Sihong Wang is an associate professor in the Pritzker School of Molecular Engineering at the University of Chicago. He received his Ph.D. degree in materials science and engineering from the Georgia Institute of Technology in 2014, and his bachelor’s degree from Tsinghua University in 2009. From 2015 to 2018, he was a postdoctoral fellow in chemical engineering at Stanford University. He has published over 90 papers in numerous high-impact journals, including Science, Nature, Nature Materials, Nature Electronics, Nature Sustainability, Matter, Nature Communications, Science Advances, etc. His research group currently focuses on soft polymeric bioelectronic materials and devices as the new generation of technology for biomedical studies and therapeutics.

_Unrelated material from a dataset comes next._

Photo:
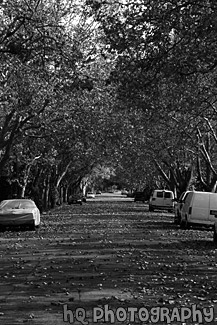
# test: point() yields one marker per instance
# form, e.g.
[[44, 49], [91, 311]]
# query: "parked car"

As of January 2026, his research has been cited more than 32,500 times and he has an H-index of 69. He is serving as an associate editor for Science Advances. He was recognized as a Highly Cited Researcher by Clarivate Analytics from 2020 to 2025, and was awarded the NIH Director’s New Innovator Award, NSF CAREER Award, Office of Naval Research (ONR) Young Investigator Award, MIT Technology Review 35 Innovators Under 35 (TR35 Global List), Chan Zuckerberg Biohub Investigator Award, Advanced Materials Rising Star Award, ACS PMSE Early-Stage Investigator Award, Finalist for Falling Walls 2025 Science Breakthrough of the Year, iCANX Young Scientist Award, MRS Graduate Student Award, Chinese Government Award for Outstanding Students Abroad, Top 10 Breakthroughs of 2012 by Physics World, etc.